Twelve months ago, in December 2015, the renminbi was the currency on everyone’s lips. The Chinese authorities had recently adjusted the way they set the “opening fix,” the price at which the currency was quoted at the start of the trading day. In the course of that adjustment, they had devalued the renminbi by 2 percent against the dollar.
These were technical adjustments, nothing more.
Unfortunately, Chinese officials failed to communicate their motivations clearly. Some observers worried that devaluation was a desperation move to offset an impending economic slowdown. Others questioned the competence of Chinese policy makers.
The result was a decline in financial inflows and capital flight by residents. The renminbi depreciated on the foreign exchange market. Skittish investors warned that fears of a renminbi collapse could become self-fulfilling.
There were four scenarios for how Chinese policy makers might respond. At one extreme, they could mount a full-throated defense of the currency. They could raise interest rates, instruct the banks to curtail their lending, and drain credit from financial markets. These steps would make it more expensive to bet against the currency. They would put a decisive end to talk of renminbi collapse. The problem being that the diminished availability of credit would make life harder for heavily indebted Chinese firms.
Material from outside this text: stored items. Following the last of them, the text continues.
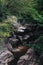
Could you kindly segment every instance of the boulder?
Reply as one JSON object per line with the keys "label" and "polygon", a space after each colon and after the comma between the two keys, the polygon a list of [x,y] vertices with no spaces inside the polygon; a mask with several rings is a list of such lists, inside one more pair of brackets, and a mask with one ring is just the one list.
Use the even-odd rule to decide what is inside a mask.
{"label": "boulder", "polygon": [[11,62],[14,59],[13,54],[8,51],[1,51],[0,52],[0,65],[8,65],[8,62]]}
{"label": "boulder", "polygon": [[21,56],[17,62],[17,65],[38,65],[38,60],[34,55],[32,48],[28,49],[26,54]]}

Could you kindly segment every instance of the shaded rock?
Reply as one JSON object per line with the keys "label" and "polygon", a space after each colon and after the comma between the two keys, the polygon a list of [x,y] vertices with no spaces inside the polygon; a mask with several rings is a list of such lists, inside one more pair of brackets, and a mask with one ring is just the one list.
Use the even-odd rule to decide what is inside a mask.
{"label": "shaded rock", "polygon": [[15,48],[20,45],[20,41],[15,38],[10,38],[9,43],[11,44],[12,48]]}
{"label": "shaded rock", "polygon": [[39,65],[43,65],[43,52],[40,55],[40,63],[39,63]]}
{"label": "shaded rock", "polygon": [[17,65],[38,65],[38,60],[34,55],[34,50],[32,48],[28,49],[26,54],[20,57]]}
{"label": "shaded rock", "polygon": [[14,48],[12,50],[14,57],[20,57],[21,55],[24,55],[27,51],[28,47],[26,46],[19,46],[18,48]]}

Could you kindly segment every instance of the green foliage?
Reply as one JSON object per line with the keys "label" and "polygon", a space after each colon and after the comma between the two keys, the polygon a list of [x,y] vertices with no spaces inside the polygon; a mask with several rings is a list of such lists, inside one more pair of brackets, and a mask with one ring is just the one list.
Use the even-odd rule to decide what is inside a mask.
{"label": "green foliage", "polygon": [[0,0],[0,22],[7,18],[9,15],[9,10],[6,7],[6,0]]}
{"label": "green foliage", "polygon": [[[10,3],[10,5],[9,5]],[[34,6],[35,5],[35,6]],[[8,10],[17,17],[23,17],[23,15],[31,16],[34,20],[43,22],[43,17],[38,13],[35,7],[37,5],[37,0],[10,0],[8,1],[7,7]]]}
{"label": "green foliage", "polygon": [[10,36],[11,25],[8,23],[0,23],[0,37]]}
{"label": "green foliage", "polygon": [[[17,18],[28,18],[43,23],[43,0],[0,0],[0,37],[10,36],[10,32],[12,32],[11,20],[6,18],[12,15]],[[43,37],[41,36],[39,42],[36,43],[37,45],[29,46],[40,53],[43,49],[42,43]]]}
{"label": "green foliage", "polygon": [[[0,37],[9,37],[10,33],[13,32],[12,24],[17,20],[14,16],[8,16],[7,19],[0,22]],[[16,21],[17,22],[17,21]]]}
{"label": "green foliage", "polygon": [[41,54],[41,52],[43,51],[43,36],[40,36],[36,43],[33,42],[31,44],[25,44],[25,46],[32,47],[35,49],[35,51],[37,51],[38,54]]}
{"label": "green foliage", "polygon": [[43,22],[43,16],[38,13],[40,11],[38,8],[42,6],[40,3],[42,0],[1,0],[0,13],[2,13],[2,17],[7,17],[7,15],[15,15],[18,18],[31,16],[34,20]]}
{"label": "green foliage", "polygon": [[39,40],[33,45],[33,47],[38,53],[41,53],[43,51],[43,36],[40,36],[38,39]]}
At the other extreme, policy makers could surrender to the speculators. By devaluing by say 30 percent, and rendering Chinese exports hyper-competitive, they would create the expectation that the renminbi was bound to recover. The problem in this case was that the move was guaranteed to provoke sharp negative reactions in the United States and Europe.
This left only two intermediate options. One was for the People’s Bank of China (PBOC) to intervene on the foreign exchange market. It could buy renminbi using its dollar reserves in an effort offset other sales. Or it could tighten controls on financial flows out of the country, making it harder for residents to engage in capital flight.
Through much of 2016, the PBOC relied on foreign exchange intervention to limit renminbi depreciation. And at the end of November, the authorities announced that they were tightening up the capital-control regime.
This is not a surprise. Foreign-exchange-market intervention and tighter capital controls are not incompatible options but complementary ways of propping up a weak currency. Chinese officials relied mainly on intervention in the first part of the year because the early imposition of controls would have complicated their efforts to achieve another policy objective, namely seeing the renminbi added to the International Monetary Fund’s Special Drawing Rights basket, a goal that was reached in October.
The surprise, if there is one, is the form of the new controls. Many are directed not against foreign-exchange-market speculation but at Chinese corporations engaged in foreign direct investment. They tighten regulations on Chinese groups seeking to acquire overseas companies. They require regulatory approval for cross-border deals worth more than $10 billion and for state-owned enterprises investing more than $1 billion in foreign real estate.
Until recently, Beijing encouraged foreign direct investment by Chinese companies. Buying foreign mines and refineries was a way to secure supplies of imported energy and materials. Buying foreign production facilities was a way for corporations to hedge the risk of sharply higher wages at home or trade restrictions abroad.
But what worried officials were foreign investments that lacked these rationales. Notorious examples include a Chinese iron ore producer acquiring a UK video-game producer and a copper smelter bidding for a Hollywood production company.
Such purchases, in addition to provoking tighter regulation, should prompt Chinese officials to ponder the motives for this frivolous investment. The explanation, in a nutshell, is that Chinese companies are swimming in liquidity. Interest rates remain low, and liquidity – “total social financing” in Chinese parlance – is still expanding at double-digit rates. In October, the latest month for which there are data, new renminbi loans were up 27 percent year-on-year.
In effect, policy makers have been “sterilizing” the impact of the PBOC’s foreign exchange market intervention on financial markets. They have been pumping credit into domestic markets at whatever rate is needed to keep growth near their 6.7 percent target for the year. Chinese companies, able to borrow freely, are seeking to put all that cheap credit to work somewhere. So they are using it for, among other things, frivolous foreign acquisitions.
One of the basic rules of international economics is that sterilized foreign exchange market intervention will have an enduring impact on the exchange rate only when capital controls bite or there are other reasons why domestic and foreign assets are imperfect substitutes. So the positive spin on the new controls is that they ensure that the dollar reserves that the PBOC is using to support the renminbi exchange rate do not go to waste.
The negative spin is that if regulators now prevent Chinese corporations from investing this excess liquidity abroad, they will just put it to equally unproductive use at home. They will go back to investing in the property market. State-owned enterprises will go back to building excess capacity. Productivity will suffer. Financial risks will rise. Efforts to rebalance the economy away from real estate and heavy industry will be frustrated.
Excess liquidity, not capital flight or misguided foreign investment, is the root of the problem. So far Chinese policy makers have shown no sign that they are prepared to address it.